What happened here is quite simple. Williams, who employed himself (when not in a chronic state of inebriation) as a carver of miniature totem poles, was walking through a crosswalk where a police officer was waiting at a stop light. Williams seemed oblivious to everything around him, all his attention concentrated on his project; he never even implied a “threatening” gesture toward Birk, in fact it didn’t even appear that he wasn’t even aware there was a police car there. So why did Birk decide that Williams was a “threat?” Williams’ knife was legal, and he was obviously employing it in a manner that was only a threat to the piece of wood he was holding. Was it because Williams was a racial minority, and such people must have some criminal intent, and so they must be harassed or intimidated at every opportunity, and because society not only allows it, but demands it? Did Birk act on an instinctual impulse because Williams was a non-Asian minority? It is a matter certainly worth examining, given what we’ve learned about the thought-processes of police in their guild newspaper. It is also apparent that Williams did, in fact, respond to Birk’s “commands,” by closing his knife in an effort to remove it as a source of “threat.” The facts reveal that the few seconds that passed between Birk’s “drop the knife” and the gunshots was not sufficient for any normal person to convey a command from the brain to the body to perform any further action; Birk’s story also relies on the completely bogus assumption that Williams even had time to calculate an “attack” plan before (or between) command and shots. Birk, on the other hand, seems to have acted like an instinctive mad man, which is why he would be a danger to the public by putting him back on the street with a gun and badge. From the first moment to last, Birk was the only person in this incident who posed a threat to anyone.

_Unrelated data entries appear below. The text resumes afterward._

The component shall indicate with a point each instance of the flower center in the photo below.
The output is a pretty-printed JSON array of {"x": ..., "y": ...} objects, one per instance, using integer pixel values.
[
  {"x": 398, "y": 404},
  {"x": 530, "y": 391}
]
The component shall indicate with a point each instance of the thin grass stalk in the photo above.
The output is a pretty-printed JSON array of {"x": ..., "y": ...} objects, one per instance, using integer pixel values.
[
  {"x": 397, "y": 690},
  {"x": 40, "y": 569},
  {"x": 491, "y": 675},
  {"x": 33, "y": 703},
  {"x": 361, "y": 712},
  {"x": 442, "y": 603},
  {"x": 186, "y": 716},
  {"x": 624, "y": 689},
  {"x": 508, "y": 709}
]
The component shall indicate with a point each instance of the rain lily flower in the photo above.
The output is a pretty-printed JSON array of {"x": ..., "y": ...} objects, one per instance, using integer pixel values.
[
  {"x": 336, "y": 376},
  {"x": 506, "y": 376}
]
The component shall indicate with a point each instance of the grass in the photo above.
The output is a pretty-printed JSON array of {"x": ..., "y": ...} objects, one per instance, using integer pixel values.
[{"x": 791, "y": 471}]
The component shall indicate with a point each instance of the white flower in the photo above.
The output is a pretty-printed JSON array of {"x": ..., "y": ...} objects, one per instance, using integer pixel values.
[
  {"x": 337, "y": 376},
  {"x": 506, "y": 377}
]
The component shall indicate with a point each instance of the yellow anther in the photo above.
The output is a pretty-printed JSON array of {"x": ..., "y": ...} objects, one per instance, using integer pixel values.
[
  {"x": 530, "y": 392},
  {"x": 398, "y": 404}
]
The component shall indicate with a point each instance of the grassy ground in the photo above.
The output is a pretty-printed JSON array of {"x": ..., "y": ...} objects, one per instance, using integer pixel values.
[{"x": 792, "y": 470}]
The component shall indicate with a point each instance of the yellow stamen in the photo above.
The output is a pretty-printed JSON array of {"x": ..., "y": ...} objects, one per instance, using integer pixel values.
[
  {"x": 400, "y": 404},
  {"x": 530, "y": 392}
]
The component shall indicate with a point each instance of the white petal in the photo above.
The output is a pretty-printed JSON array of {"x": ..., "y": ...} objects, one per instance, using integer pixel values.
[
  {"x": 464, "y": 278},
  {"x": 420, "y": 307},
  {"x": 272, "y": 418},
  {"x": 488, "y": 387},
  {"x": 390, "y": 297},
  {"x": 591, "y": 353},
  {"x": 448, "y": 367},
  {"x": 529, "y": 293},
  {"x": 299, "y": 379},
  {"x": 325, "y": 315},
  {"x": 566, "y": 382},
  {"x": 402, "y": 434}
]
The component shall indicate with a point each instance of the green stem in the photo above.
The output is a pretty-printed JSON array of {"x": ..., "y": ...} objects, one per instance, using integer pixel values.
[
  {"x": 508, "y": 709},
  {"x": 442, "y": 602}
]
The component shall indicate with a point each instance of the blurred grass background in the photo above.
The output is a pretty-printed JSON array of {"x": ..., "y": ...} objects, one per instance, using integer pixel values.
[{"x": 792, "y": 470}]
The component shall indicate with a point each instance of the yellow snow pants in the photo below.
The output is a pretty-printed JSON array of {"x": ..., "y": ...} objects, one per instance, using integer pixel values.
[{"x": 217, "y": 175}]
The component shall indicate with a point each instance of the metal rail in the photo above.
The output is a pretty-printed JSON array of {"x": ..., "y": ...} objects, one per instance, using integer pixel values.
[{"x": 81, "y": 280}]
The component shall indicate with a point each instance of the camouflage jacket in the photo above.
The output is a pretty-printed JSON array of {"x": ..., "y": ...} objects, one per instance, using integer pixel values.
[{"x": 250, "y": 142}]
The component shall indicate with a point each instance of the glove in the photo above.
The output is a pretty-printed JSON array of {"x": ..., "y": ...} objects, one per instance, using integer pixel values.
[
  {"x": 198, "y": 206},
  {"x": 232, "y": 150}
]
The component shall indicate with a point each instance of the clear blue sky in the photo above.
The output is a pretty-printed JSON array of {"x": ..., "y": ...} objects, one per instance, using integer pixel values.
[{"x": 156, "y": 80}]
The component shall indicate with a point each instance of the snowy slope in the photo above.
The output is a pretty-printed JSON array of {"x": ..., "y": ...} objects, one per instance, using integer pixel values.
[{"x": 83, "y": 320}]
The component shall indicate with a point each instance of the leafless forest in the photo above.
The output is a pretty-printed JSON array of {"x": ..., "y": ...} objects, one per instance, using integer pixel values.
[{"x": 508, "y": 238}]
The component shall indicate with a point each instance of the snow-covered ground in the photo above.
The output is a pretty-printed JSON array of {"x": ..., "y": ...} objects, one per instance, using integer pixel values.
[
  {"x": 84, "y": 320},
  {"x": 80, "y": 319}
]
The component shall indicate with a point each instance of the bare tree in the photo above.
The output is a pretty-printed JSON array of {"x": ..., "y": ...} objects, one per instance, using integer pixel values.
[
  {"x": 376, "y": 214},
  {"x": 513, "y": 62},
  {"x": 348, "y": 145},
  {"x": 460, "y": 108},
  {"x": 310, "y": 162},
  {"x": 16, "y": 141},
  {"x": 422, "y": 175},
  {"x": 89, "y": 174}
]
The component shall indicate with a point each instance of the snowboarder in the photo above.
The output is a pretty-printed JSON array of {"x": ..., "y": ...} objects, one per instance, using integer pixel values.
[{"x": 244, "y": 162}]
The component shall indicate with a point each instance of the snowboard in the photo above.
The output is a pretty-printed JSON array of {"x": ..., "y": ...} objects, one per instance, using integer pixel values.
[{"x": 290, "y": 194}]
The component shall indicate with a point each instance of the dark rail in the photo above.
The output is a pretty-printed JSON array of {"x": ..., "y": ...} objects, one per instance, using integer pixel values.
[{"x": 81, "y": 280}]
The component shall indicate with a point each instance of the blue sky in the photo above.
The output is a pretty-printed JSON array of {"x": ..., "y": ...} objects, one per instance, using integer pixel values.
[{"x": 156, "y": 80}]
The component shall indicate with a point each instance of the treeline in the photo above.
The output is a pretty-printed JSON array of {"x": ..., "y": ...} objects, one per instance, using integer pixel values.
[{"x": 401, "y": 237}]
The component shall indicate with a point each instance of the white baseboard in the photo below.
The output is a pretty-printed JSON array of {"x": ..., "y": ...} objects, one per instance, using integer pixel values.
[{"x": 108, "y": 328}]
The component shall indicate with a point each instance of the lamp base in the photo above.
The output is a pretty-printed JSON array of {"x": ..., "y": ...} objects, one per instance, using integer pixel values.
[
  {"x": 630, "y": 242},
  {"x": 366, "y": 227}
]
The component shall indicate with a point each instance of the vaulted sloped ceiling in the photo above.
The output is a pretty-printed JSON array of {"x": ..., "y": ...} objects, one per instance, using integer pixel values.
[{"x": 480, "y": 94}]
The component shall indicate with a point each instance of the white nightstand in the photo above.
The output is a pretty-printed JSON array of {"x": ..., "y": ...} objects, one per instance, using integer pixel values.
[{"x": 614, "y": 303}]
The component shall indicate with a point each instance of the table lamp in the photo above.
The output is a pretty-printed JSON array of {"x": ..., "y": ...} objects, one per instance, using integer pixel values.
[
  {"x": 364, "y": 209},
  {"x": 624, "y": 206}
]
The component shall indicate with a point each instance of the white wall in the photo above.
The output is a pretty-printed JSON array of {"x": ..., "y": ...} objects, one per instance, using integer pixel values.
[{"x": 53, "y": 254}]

The Weekly expressed the opinion that the finding of "unknown" could easily be translated into "reasonable doubt" in a jury trial, should city prosecutors take that route. Maybe a local trial would produce such a result; but as occurred in the matter of the hate crime murder of a Latino man in Shenandoah, Pennsylvania, the federal courts are not adverse to indicting--and convicting--on civil rights charges. That Birk violated Williams' civil rights is much harder even for police apologists to ignore.